108: System control circuit, 112: Image sensor, 118: Display unit, 121: AE processing circuit, 122: AF processing circuit, 126: Flicker detection circuit

Claims (13)

An image sensor that can change the drive frequency for each area on the screen,
Designating means for designating a plurality of areas for dividing the screen of the image sensor, and
A setting means for setting the drive frequency for the plurality of regions, and
When the plurality of regions are driven at the drive frequency set by the setting means, the detection means for detecting the region in which the exposure unevenness due to the influence of the flicker occurs among the plurality of regions.
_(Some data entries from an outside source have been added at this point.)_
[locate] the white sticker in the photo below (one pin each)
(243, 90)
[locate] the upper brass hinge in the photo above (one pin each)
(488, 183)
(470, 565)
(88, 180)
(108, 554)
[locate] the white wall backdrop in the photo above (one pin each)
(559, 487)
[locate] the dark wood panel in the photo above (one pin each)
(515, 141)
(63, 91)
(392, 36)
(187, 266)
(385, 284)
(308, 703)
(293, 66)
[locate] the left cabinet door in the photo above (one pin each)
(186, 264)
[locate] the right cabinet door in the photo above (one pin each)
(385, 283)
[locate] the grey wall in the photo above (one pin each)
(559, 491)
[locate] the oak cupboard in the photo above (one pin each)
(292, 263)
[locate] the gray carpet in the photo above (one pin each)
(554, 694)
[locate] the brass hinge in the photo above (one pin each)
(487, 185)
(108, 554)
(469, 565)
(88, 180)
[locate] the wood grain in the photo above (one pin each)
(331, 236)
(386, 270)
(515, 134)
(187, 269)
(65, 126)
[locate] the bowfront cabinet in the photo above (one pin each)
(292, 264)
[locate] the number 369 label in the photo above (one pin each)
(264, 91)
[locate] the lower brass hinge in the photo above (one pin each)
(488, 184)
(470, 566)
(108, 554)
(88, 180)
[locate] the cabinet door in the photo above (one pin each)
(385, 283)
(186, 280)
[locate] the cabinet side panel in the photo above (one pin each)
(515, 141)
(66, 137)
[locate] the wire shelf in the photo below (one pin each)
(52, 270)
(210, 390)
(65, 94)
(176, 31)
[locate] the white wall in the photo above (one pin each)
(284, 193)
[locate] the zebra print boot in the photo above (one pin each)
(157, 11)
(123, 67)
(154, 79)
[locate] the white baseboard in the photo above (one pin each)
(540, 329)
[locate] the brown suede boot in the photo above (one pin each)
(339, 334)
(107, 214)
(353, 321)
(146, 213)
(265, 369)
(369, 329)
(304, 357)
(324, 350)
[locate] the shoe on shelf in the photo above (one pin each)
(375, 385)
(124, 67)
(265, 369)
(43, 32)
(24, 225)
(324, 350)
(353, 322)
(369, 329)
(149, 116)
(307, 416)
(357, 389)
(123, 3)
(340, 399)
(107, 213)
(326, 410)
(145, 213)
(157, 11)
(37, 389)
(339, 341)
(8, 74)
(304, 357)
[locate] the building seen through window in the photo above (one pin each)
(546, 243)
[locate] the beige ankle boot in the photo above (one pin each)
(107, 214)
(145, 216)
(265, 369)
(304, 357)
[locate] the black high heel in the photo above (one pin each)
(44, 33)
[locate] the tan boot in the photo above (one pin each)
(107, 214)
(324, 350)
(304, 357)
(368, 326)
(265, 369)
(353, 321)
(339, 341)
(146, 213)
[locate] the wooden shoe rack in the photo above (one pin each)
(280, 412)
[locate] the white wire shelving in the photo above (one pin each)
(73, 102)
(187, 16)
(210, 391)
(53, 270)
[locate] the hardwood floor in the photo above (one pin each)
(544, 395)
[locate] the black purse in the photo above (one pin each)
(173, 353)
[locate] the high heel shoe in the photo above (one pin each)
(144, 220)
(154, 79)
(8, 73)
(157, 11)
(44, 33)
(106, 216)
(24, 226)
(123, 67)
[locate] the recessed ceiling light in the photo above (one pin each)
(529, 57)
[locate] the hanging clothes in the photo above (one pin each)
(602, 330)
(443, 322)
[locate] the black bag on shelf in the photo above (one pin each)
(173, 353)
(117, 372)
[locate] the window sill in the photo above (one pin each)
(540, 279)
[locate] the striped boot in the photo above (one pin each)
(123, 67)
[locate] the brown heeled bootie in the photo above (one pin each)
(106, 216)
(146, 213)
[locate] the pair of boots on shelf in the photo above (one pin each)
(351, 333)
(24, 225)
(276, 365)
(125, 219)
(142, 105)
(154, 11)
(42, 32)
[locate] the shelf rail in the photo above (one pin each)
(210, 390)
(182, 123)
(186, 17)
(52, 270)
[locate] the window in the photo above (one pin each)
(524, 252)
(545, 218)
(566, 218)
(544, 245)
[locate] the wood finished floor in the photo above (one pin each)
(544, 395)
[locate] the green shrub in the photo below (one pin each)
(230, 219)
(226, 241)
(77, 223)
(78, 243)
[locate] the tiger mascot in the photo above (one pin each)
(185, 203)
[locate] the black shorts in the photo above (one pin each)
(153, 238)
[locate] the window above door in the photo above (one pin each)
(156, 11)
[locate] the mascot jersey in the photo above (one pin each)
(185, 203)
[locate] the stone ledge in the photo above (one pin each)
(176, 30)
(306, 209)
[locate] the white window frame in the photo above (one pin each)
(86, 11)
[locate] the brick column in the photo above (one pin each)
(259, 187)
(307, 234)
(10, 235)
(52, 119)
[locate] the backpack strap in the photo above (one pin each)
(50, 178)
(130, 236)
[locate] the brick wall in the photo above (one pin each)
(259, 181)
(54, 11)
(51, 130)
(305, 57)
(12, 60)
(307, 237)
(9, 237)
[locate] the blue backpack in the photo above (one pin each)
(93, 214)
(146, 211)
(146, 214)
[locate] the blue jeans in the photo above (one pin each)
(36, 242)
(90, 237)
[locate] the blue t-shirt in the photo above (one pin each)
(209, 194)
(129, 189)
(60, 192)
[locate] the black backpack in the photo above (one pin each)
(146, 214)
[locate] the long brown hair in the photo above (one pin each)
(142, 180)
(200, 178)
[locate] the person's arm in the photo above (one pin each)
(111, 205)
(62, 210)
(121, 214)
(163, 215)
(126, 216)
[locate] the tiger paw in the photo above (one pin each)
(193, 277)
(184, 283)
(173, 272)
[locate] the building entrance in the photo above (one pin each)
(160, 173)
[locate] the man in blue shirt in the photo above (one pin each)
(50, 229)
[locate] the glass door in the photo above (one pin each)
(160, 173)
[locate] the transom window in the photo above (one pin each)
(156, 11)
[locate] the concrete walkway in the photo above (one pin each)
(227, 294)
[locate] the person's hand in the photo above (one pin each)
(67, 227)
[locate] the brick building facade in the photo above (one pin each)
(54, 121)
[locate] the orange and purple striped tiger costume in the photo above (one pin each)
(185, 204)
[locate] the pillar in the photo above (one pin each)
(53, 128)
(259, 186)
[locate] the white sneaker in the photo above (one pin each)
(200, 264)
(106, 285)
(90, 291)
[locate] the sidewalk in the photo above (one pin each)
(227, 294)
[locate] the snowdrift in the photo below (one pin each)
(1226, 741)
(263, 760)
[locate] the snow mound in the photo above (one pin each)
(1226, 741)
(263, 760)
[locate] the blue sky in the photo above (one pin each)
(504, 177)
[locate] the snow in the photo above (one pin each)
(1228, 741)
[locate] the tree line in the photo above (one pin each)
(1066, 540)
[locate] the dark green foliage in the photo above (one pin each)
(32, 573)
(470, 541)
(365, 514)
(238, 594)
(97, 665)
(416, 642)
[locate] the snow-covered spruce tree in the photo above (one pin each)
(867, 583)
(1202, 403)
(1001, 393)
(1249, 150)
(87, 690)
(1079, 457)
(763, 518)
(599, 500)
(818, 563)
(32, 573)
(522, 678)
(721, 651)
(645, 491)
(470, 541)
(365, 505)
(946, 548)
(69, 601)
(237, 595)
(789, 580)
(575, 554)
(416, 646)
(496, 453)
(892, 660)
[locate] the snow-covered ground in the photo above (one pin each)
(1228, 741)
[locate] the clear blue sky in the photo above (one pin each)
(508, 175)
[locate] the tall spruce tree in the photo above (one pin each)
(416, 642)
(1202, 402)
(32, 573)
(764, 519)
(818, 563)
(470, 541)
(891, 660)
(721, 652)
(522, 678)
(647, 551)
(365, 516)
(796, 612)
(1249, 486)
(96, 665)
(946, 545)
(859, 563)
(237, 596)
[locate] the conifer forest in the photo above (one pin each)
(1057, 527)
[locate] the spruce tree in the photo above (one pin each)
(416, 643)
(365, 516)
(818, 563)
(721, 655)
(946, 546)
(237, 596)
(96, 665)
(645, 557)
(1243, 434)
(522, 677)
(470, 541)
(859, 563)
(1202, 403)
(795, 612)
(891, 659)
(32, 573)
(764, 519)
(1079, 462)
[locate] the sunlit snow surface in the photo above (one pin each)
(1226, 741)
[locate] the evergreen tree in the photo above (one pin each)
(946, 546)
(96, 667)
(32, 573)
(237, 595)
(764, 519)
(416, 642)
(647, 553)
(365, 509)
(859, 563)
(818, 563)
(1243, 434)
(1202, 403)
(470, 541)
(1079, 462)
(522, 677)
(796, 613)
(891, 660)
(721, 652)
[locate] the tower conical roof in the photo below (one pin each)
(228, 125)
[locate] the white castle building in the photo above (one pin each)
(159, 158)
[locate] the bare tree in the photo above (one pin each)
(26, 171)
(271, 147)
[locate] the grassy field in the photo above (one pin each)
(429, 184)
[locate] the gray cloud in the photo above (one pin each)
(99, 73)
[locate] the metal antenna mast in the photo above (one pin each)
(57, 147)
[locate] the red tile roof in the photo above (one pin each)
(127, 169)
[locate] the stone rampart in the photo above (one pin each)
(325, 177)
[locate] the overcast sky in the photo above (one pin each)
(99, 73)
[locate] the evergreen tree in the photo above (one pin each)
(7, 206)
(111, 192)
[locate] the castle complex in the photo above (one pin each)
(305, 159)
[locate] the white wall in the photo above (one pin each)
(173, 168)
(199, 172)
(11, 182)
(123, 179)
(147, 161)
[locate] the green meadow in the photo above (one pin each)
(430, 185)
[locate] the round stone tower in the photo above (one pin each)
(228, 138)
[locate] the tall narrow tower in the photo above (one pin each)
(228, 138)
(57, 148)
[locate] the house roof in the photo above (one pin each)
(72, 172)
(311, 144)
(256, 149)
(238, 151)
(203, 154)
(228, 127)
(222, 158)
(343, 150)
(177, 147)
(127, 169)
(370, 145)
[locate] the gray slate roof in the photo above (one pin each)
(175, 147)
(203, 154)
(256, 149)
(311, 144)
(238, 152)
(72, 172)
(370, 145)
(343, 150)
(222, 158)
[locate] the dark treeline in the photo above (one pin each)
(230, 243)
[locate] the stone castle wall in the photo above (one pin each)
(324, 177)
When exposure unevenness is detected by the detection means, a changing means for changing the drive frequency of the region where the exposure unevenness is detected so as to reduce the exposure unevenness, and
A display means for displaying images of the plurality of regions obtained by driving at a drive frequency changed so as to reduce the exposure unevenness, and
An imaging device characterized by comprising. The imaging device according to claim 1, wherein the changing means changes the driving frequency of the region where exposure unevenness is detected so that the period of the driving frequency is an integral multiple of the period of the flicker. The imaging according to claim 1 or 2, further comprising an exposure control means for controlling the exposure condition of the region whose drive frequency has been changed by the changing means so as to be equivalent to the exposure condition of the other region. apparatus. The third aspect of the present invention, wherein the exposure control means controls the sensitivity of each region so that the exposure condition of the region where the drive frequency is changed becomes equivalent to the exposure condition of the other region. Imaging device. The imaging device according to any one of claims 1 to 4, wherein the designated means automatically divides the screen into a region including a focus detection region and another region. The imaging device according to claim 5, wherein the setting means sets the drive frequency of the region including the focus detection region higher than the drive frequency of the other region. The imaging device according to claim 6, further comprising a sensitivity adjusting means for increasing the sensitivity of a region including the focus detection region by an amount corresponding to an increased amount of the drive frequency. The imaging device according to any one of claims 1 to 4, wherein the designated means divides the screen into a plurality of areas by a user operation. The imaging device according to any one of claims 1 to 8, wherein the display means simultaneously displays images of the plurality of regions. The imaging device according to any one of claims 1 to 8, further comprising a display setting means for setting whether or not to display an image of the plurality of regions on the display means. It is a method of controlling an image pickup device provided with an image pickup element capable of changing the drive frequency for each area in the screen.
A designation step of designating a plurality of areas for dividing the screen of the image sensor, and
The setting process for setting the drive frequency for the plurality of regions and
When the plurality of regions are driven at the drive frequencies set in the setting step, a detection step of detecting a region in which exposure unevenness is generated due to the influence of flicker among the plurality of regions is used.
When exposure unevenness is detected in the detection step, a changing step of changing the drive frequency of the region where the exposure unevenness is detected so as to reduce the exposure unevenness, and
A display step of displaying images of the plurality of regions obtained by driving at a drive frequency changed so as to reduce the exposure unevenness, and
A method for controlling an imaging device, which comprises. A program for causing a computer to execute each step of the control method according to claim 11. A computer-readable storage medium that stores a program for causing a computer to execute each step of the control method according to claim 11.